This work addresses the vulnerability of collaborative machine learning to strategic manipulation, where participants may submit duplicated or noisy data to inflate their valuations and secure higher rewards, thereby compromising fairness and truthfulness in model training. The paper proposes a Bayesian incentive mechanism that, for the first time, theoretically guarantees both collaborative fairness (F) and truthfulness incentives (T). By integrating semivalue methods—such as the Shapley value—with a validation-set-based data valuation function (DVF), the mechanism ensures incentive compatibility through game-theoretic equilibrium analysis. It further provides principled relaxations for practical scenarios lacking validation sets or operating under budget constraints. Experiments on both synthetic and real-world datasets demonstrate that, at equilibrium, participants maximize their expected utility by contributing truthful data.

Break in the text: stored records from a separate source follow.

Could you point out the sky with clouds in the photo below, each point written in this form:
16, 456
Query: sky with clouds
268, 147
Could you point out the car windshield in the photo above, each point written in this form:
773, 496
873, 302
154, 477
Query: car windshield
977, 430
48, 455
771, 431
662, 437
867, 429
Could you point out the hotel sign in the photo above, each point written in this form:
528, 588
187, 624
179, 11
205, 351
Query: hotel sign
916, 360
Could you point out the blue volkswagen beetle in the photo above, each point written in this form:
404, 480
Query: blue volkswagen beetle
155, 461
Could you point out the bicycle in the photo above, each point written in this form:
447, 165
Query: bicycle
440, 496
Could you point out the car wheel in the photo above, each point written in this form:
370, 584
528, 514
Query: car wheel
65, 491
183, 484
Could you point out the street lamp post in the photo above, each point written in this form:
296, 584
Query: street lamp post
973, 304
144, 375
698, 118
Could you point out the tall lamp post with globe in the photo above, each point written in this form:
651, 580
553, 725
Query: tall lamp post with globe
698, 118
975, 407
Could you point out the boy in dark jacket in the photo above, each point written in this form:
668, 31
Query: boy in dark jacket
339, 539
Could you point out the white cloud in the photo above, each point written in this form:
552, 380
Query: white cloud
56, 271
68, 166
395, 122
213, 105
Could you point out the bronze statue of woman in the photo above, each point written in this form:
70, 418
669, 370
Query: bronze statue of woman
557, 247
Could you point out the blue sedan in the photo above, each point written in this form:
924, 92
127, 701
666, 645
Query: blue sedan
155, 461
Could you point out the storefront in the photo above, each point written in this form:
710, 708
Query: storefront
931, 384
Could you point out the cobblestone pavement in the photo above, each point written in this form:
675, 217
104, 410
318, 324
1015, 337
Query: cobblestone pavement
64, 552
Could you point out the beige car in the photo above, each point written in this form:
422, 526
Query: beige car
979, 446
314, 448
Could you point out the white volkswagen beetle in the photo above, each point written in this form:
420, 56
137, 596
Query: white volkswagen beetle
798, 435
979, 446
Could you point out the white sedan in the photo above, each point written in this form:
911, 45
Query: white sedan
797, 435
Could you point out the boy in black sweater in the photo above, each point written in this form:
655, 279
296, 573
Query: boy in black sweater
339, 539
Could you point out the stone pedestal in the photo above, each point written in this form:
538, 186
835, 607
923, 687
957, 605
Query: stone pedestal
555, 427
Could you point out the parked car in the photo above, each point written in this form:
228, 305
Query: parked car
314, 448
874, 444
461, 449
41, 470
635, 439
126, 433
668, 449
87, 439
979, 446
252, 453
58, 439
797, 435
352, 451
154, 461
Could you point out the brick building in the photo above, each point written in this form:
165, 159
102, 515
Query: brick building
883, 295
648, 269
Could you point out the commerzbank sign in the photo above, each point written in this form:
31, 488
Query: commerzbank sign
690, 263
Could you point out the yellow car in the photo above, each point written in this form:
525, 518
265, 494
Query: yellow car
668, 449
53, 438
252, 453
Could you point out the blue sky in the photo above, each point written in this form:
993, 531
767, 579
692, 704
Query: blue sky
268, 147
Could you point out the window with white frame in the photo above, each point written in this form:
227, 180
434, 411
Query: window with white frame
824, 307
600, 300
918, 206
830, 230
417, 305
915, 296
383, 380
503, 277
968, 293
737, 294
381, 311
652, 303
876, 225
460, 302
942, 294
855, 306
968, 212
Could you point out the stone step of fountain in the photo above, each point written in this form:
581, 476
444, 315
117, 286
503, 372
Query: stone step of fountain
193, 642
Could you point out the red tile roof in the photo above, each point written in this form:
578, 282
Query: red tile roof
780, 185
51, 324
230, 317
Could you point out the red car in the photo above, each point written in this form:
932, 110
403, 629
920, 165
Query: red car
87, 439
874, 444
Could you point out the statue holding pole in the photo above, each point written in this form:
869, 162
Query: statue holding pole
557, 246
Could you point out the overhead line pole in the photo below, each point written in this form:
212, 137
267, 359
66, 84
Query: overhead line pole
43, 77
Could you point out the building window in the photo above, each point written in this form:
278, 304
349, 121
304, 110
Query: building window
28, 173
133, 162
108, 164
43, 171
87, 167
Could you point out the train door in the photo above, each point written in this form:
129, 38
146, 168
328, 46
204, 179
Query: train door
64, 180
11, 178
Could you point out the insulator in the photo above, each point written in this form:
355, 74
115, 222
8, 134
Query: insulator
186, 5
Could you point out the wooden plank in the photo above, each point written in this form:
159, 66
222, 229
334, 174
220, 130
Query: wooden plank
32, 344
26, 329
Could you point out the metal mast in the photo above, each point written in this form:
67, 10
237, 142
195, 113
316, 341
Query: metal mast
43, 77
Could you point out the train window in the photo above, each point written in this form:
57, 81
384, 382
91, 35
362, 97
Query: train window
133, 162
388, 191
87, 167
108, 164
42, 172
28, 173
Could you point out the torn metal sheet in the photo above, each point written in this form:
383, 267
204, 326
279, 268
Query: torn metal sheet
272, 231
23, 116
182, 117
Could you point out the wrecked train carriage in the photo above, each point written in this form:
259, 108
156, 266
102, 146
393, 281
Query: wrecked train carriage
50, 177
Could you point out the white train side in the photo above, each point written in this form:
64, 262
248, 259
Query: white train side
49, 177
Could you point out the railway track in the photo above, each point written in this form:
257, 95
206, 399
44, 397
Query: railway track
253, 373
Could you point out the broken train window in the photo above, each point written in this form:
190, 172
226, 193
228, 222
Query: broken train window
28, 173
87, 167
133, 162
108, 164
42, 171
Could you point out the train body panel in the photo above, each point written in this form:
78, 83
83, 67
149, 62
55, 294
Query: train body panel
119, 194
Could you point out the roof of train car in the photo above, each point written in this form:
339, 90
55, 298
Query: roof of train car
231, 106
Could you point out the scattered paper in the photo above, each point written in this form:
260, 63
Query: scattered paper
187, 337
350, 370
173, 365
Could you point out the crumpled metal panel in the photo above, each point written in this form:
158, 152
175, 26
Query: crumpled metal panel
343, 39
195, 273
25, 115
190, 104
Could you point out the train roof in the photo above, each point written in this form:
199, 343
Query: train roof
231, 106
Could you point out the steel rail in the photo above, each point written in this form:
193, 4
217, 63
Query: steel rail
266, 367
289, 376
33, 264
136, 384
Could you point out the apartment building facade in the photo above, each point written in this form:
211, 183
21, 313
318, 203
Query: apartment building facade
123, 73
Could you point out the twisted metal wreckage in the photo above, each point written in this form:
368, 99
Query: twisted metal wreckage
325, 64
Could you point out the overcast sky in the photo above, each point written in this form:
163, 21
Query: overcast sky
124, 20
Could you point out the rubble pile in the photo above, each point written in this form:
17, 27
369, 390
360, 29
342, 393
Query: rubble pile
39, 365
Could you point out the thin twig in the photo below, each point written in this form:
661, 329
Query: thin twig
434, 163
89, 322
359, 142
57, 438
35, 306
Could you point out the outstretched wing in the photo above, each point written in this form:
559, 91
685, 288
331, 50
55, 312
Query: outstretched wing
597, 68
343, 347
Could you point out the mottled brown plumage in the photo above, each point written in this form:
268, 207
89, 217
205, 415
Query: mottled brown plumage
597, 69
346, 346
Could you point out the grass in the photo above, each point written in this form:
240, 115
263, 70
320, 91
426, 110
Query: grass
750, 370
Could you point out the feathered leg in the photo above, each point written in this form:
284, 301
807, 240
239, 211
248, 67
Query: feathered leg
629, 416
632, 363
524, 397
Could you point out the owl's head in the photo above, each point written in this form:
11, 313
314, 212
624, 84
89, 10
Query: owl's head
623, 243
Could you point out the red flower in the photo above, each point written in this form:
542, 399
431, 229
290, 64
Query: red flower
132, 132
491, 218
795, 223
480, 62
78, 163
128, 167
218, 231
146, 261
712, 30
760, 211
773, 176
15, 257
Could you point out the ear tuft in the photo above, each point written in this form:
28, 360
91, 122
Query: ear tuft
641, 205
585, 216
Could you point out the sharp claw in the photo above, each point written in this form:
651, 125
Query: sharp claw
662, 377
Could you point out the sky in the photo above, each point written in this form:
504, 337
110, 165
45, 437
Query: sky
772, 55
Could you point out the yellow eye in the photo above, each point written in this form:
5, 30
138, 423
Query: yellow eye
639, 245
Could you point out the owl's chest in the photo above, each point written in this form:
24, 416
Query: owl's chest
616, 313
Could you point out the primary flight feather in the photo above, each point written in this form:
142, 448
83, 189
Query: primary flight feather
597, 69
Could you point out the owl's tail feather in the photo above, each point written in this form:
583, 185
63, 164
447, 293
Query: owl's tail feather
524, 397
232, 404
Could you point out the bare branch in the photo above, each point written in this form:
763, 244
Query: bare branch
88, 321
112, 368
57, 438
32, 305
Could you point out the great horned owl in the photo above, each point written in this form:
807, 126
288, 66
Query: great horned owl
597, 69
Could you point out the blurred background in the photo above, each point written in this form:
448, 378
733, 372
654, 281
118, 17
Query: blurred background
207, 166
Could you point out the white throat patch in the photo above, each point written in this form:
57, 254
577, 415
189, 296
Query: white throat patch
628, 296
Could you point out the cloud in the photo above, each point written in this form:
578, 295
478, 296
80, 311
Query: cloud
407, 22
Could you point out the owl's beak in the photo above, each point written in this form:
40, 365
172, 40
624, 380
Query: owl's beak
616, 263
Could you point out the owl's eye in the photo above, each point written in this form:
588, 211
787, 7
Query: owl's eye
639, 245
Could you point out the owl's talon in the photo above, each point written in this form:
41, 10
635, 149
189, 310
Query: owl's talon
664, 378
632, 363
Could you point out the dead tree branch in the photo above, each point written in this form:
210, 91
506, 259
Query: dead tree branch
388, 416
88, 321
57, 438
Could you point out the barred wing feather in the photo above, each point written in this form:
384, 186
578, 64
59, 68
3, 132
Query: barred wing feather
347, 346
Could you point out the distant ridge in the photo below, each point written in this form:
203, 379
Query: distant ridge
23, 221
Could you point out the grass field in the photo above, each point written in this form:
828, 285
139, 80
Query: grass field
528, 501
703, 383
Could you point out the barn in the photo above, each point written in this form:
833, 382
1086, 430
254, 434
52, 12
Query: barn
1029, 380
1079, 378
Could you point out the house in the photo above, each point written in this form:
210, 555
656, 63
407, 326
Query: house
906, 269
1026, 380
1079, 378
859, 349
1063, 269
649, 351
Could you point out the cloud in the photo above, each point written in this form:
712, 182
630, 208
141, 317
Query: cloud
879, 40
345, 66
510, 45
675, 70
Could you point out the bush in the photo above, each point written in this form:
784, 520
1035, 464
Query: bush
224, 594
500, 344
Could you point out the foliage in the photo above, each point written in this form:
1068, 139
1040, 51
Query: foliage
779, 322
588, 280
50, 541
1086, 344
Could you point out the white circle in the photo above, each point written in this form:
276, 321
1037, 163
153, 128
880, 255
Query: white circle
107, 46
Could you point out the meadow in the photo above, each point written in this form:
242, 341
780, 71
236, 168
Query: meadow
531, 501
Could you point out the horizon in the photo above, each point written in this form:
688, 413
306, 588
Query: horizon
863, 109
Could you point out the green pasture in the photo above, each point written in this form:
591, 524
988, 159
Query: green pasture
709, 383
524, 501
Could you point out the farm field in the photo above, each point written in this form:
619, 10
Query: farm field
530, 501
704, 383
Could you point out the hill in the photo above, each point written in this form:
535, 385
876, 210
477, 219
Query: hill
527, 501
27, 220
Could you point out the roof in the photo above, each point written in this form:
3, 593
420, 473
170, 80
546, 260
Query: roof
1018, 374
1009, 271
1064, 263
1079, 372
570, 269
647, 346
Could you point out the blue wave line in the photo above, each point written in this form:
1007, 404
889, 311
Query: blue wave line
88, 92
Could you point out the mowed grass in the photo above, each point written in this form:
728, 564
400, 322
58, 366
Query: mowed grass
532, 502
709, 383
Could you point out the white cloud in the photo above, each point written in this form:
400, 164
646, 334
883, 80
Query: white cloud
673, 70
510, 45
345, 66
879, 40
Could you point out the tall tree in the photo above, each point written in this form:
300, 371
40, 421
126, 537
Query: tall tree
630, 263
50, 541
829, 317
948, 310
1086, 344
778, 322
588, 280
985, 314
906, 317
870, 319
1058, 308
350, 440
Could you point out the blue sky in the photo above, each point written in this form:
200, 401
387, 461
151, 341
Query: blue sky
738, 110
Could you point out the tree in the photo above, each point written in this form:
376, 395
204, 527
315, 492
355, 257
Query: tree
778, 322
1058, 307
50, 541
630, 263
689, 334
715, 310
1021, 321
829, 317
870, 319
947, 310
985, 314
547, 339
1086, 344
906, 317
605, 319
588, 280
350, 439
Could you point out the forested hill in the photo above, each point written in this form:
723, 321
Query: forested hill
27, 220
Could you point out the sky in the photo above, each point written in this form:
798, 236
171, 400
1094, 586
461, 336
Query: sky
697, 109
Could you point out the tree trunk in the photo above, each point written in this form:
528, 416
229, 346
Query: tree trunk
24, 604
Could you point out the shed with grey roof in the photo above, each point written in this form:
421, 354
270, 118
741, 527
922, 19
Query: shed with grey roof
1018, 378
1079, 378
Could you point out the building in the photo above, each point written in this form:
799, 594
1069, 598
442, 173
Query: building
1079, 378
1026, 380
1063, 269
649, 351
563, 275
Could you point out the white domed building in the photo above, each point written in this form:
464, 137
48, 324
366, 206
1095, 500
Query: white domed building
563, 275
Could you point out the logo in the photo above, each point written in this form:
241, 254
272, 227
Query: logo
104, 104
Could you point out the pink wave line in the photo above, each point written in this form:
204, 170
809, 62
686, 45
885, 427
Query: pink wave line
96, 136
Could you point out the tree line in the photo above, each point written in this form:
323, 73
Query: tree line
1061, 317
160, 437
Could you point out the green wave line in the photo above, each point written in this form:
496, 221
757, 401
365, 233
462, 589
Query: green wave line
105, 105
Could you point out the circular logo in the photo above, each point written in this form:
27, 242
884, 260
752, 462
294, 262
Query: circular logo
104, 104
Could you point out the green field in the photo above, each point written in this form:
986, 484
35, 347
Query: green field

Collaborative machine learning involves training high-quality models using datasets from a number of sources. To incentivize sources to share data, existing data valuation methods fairly reward each source based on its data submitted as is. However, as these methods do not verify nor incentivize data truthfulness, the sources can manipulate their data (e.g., by submitting duplicated or noisy data) to artificially increase their valuations and rewards or prevent others from benefiting. This paper presents the first mechanism that provably ensures (F) collaborative fairness and incentivizes (T) truthfulness at equilibrium for Bayesian models. Our mechanism combines semivalues (e.g., Shapley value), which ensure fairness, and a truthful data valuation function (DVF) based on a validation set that is unknown to the sources. As semivalues are influenced by others' data, we introduce an additional condition to prove that a source can maximize its expected data values in coalitions and semivalues by submitting a dataset that captures its true knowledge. Additionally, we discuss the implications and suitable relaxations of (F) and (T) when the mediator has a limited budget for rewards or lacks a validation set. Our theoretical findings are validated on synthetic and real-world datasets.